Sadaka; mümin, Müslüman, münafık, Yahudi vs. tüm vatandaşlardan alınır. Zekâtı ise sadece müminler verirler. Zira müminlerin devletinin varlığına, ayakta tutulmasına dış destek gelirse iğfâl gerçekleşip o devlet yozlaşmaya mahkûm olur, devleti varlığı ve bekası, fertlerin özgürlüğü tehlikeye girer.
Sadakanın mahiyeti ve meşruiyeti aşağıdaki ayetlerde açıkça beyan edilmiştir.
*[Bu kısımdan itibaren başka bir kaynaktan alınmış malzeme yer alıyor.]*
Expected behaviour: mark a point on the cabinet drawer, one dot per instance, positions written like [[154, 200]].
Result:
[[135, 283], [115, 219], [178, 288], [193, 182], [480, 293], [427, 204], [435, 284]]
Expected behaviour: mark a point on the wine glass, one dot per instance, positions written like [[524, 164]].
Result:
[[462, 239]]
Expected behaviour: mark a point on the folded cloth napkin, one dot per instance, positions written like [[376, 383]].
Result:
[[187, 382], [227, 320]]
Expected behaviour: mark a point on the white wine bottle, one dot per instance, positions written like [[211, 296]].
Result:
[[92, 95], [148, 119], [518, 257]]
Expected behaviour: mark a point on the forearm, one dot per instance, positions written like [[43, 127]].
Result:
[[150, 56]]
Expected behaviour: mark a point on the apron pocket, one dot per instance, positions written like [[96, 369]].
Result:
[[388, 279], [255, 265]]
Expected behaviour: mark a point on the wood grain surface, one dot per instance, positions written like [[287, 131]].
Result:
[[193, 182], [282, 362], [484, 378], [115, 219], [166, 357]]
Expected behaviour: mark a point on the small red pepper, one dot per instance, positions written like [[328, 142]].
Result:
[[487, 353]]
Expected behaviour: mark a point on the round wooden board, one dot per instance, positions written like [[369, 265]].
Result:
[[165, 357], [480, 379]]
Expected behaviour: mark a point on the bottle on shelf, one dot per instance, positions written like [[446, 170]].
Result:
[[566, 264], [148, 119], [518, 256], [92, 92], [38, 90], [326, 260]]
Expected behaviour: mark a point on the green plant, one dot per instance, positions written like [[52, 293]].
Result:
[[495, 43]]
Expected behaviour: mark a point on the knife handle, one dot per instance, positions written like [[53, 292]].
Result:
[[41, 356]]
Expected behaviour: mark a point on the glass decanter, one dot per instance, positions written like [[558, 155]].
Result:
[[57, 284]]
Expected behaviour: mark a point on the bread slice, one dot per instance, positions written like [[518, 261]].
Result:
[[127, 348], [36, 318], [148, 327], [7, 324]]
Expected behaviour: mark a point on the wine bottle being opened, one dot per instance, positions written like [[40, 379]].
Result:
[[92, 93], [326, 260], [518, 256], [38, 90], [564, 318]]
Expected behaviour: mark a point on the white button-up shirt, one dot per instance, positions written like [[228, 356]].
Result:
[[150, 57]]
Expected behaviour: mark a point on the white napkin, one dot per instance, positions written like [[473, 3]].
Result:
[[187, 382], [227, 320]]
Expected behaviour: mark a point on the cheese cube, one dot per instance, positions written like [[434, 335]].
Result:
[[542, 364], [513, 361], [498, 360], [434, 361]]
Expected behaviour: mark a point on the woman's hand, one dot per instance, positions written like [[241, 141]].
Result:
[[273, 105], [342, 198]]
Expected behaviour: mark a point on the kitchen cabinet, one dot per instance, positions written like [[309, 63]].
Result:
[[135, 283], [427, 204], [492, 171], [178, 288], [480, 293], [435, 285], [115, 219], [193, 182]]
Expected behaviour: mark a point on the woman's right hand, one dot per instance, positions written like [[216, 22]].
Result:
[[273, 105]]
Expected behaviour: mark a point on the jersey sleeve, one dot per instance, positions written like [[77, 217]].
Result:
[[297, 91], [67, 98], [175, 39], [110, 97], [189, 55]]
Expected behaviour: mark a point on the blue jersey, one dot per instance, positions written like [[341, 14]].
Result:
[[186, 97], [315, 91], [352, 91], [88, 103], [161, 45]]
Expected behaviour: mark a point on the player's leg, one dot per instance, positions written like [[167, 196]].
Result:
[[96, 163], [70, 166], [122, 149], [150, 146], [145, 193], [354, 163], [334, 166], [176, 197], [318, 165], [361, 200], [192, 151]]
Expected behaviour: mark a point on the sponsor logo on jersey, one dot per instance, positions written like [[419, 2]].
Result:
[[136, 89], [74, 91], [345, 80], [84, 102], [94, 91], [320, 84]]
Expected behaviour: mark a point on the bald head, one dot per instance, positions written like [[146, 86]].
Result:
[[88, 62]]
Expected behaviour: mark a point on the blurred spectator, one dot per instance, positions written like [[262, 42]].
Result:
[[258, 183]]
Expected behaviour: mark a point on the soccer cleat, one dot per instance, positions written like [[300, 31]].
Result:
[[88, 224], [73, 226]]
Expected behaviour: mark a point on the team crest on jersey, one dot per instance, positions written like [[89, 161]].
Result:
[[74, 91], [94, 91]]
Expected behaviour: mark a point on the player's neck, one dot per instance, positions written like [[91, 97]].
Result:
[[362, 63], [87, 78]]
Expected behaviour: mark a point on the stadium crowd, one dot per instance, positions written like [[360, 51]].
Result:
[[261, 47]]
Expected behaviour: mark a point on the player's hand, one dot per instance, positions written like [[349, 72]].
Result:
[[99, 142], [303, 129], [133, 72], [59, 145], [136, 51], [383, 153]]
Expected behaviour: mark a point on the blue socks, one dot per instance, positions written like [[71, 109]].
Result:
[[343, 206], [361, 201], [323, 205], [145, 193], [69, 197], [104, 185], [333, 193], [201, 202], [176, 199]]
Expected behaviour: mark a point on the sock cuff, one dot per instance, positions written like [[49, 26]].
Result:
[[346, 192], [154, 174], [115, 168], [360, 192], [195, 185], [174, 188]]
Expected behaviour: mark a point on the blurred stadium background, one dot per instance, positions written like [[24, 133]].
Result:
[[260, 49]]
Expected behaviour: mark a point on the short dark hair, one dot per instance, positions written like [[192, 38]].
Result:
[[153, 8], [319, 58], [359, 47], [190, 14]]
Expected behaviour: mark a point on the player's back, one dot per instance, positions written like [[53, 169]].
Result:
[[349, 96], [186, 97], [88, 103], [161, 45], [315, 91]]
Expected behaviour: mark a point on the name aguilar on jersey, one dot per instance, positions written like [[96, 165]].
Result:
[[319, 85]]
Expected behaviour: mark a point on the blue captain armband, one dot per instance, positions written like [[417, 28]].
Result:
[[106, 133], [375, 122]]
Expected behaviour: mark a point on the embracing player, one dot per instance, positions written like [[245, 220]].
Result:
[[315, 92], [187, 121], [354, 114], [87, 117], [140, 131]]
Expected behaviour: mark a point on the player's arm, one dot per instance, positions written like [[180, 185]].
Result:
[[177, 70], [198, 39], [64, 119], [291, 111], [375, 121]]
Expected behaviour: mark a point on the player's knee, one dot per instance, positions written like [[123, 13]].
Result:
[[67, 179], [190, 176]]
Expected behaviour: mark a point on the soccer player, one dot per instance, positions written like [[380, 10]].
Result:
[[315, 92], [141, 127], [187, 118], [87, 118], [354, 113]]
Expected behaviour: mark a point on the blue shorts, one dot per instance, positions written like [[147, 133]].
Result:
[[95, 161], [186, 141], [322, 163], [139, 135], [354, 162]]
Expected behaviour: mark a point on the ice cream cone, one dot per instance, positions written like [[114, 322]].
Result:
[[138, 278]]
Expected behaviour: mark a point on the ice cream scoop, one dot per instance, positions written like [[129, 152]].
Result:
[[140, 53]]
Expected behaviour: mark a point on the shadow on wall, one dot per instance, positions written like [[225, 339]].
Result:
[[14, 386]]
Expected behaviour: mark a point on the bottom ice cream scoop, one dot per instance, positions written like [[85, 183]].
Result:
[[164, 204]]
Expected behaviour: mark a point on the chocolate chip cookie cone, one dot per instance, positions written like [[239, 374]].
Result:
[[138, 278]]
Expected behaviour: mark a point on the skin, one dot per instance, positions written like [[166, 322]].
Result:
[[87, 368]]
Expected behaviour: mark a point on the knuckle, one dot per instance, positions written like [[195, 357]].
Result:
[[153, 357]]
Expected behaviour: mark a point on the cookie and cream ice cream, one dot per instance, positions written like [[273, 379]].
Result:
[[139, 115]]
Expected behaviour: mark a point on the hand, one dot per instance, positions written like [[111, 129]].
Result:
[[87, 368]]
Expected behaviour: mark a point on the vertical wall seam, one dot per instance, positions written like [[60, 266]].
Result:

(Tevbe/ 60, 103, Mücadele/ 12, 13)
Sadaka, –sadaka ayetlerinde görüleceği gibi– kamu hizmetleri için harcanan aynî ve nakdî değerlerdir. Burada konu edilen, Rasûlullah'ın şahsına verilecek bir yardım değildir. Zira tüm peygamberler gibi peygamberimizin de ücret, sadaka alması yasaklanmıştır.
Bu ayetlerde, kamu görevlileri ile ilişkiler konusunda belirli ilkeler öngörülmektedir. Kamudan özel bir talebi olanlar sadaka vermelidirler (şimdiki devlet dairelerindeki hizmete karşılık alınan harç örneği). Böylece, özel meselelerinin çözüme kavuşturulması ile birlikte ihtiyaç sahiplerine verilmek ve umumi maslahatlar için kullanılmak üzere gelir sağlanacaktır.
• Ayetin son bölümündeki, Bu, sizin için daha hayırlı ve daha temizdir. Şayet bulamazsanız artık şüphesiz Allah Gafûr'dur, Rahîm'dir ifadesinden, sadaka vermenin bir zorunluluk olmayıp henüz hazmetme sürecindeki müminlerin alıştırılmasına, eğitilmesine yönelik bir tavsiye olduğu anlaşılıyor.
Devletin idamesi ve bekası için kamuya mali destek şarttır.